CHARLESTON, W.Va. -- Kanawha County students have missed six days because of the recent water contamination crisis. That left school officials one makeup day left before they would be forced to cut into the 180 days of required instructional time for students.

With several inches of snow forecast for Tuesday, local education leaders used that one remaining makeup day, making concerns about students' extended time out of class even more important.

"I'm very nervous. But, we've had no choice. We couldn't put them in school because we didn't have any clean water. People still aren't confident in the water," Kanawha County school board President Pete Thaw said Monday. "Kanawha has a very good record -- probably the best in the state -- with hitting that 180-day mark. It will be very close."

Boone County, where schools have also been closed since the chemical leak, announced Monday afternoon that schools would be closed Tuesday. Kanawha County officials canceled schools early Tuesday, along with many other counties in the state.

The nine school districts impacted by the leak into the Elk River on Jan. 9 are hoping the state chooses to exempt the lost time from the 180-day requirement.

State law gives West Virginia Schools Superintendent Jim Phares the option of decreasing students' required days in case of a federal disaster declaration that is directly related to the reason the schools aren't in session. President Obama declared the Freedom Industries chemical leak a disaster within hours after the do-not-use water advisory was announced.

Phares has not yet made that decision.

"I'm hoping the state [school] board is going to give us some latitude because we certainly deserve it. We didn't cause any of this, nor did the children," Thaw said.

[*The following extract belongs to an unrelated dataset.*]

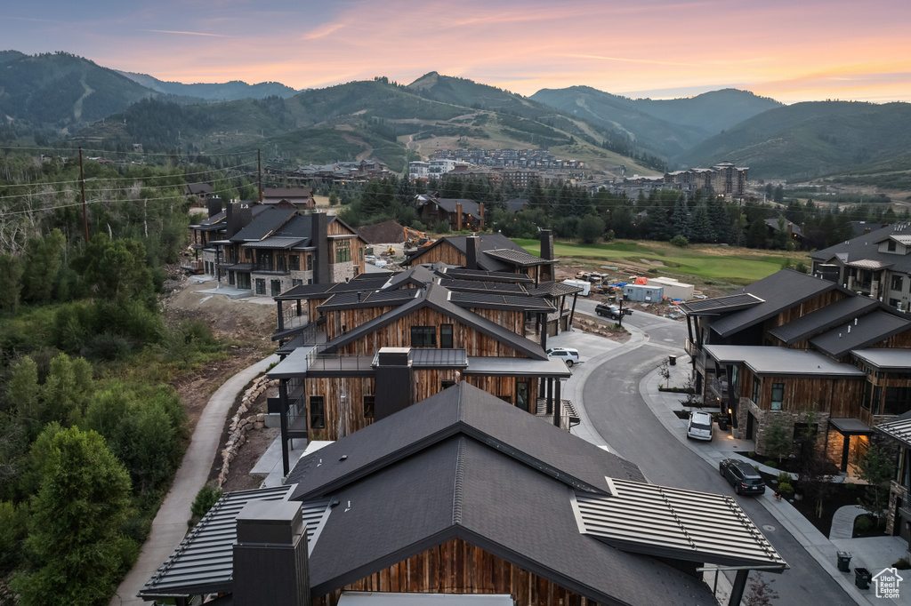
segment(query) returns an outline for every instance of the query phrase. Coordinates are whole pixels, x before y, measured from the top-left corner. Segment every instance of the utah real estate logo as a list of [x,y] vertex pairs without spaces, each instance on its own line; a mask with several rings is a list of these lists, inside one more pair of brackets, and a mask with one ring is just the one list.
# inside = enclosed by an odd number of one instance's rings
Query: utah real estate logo
[[898,576],[898,571],[894,568],[884,568],[878,574],[873,577],[873,582],[876,585],[877,598],[898,598],[898,583],[905,581]]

The water crisis comes against a background of education reform, with new laws designed to more strictly mandate the 180 days of instructional time slated to go into effect next year.

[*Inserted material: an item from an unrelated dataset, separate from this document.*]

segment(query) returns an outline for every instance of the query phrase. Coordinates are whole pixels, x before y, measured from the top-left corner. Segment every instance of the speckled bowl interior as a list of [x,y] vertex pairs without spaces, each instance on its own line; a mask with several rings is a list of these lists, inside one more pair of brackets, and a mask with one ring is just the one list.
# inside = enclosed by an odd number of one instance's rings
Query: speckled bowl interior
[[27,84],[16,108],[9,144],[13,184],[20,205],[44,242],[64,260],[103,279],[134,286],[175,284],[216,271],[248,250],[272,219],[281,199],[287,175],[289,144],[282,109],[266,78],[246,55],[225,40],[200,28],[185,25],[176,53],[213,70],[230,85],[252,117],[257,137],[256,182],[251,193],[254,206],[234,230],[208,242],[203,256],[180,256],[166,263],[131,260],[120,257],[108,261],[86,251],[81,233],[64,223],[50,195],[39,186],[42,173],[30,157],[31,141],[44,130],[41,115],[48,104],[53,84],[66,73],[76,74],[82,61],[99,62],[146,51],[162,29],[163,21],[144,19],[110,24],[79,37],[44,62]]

"It's not that there will be consequences, there will be additional options," Department of Education spokeswoman Liza Cordiero said. "When the new law kicks in, it gives county systems more control related to that."

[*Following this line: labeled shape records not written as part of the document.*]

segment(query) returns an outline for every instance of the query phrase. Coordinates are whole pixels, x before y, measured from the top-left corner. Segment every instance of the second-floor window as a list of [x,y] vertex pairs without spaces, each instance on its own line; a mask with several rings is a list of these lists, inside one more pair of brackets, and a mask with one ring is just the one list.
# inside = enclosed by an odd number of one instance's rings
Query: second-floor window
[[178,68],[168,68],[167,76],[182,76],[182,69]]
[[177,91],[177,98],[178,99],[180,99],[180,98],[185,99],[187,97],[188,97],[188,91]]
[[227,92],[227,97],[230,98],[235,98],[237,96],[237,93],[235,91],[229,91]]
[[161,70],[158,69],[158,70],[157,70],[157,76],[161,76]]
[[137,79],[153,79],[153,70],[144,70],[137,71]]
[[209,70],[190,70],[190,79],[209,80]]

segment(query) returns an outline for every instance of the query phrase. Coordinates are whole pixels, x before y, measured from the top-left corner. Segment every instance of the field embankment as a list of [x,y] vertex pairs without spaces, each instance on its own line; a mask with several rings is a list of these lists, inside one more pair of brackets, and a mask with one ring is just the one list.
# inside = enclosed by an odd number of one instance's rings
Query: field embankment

In their recorded message Monday evening, school officials said bottled water would be available for students to drink throughout the week, and that meals would be prepared without water.

Guidance from the state Department of Education and the Kanawha-Charleston Health Department was followed in getting the schools ready, and certified plumbers flushed pipes at each school, according to the message.

Kanawha County school board members Becky Jordon and Robin Rector had both received concerned phone calls by Monday afternoon -- a no-school day recognizing Martin Luther King Jr. Day -- from parents worried about a potential snow day Tuesday.

Kanawha County students have only been in school for three and a half days since they returned from the holiday break, thanks to the water crisis and freezing temperatures prior.

With concerns about learning loss, some teachers have even begun sending assignments to students via email, Jordon said.

She worries that the pressure on teachers to catch students up could be dangerous as well.

"I know teachers are going to try to rush it once we get back, but you've got to make sure the kids understand it. You can't rush it too much, you've got to teach it," Jordon said. "Parents are concerned. We're all concerned."

"I don't know what we'll do if February is bad," she said.

Rector said it's crucial to get students re-acclimated so that they can begin preparing for standardized testing scheduled for the spring, and said while the county takes the required 180-days seriously, there's only so much you can do.

"We don't want to be one of those counties that doesn't meet the standard. But, if it comes down that it just mathematically can't be done because of the laws surrounding it, then we may run out of ways to make it happen," she said.

Parents are concerned enough already about their students' health in schools in the midst of the water problem, Rector said.

"We're being told everything's fine but we're all just operating at a high level of conservatism," she said.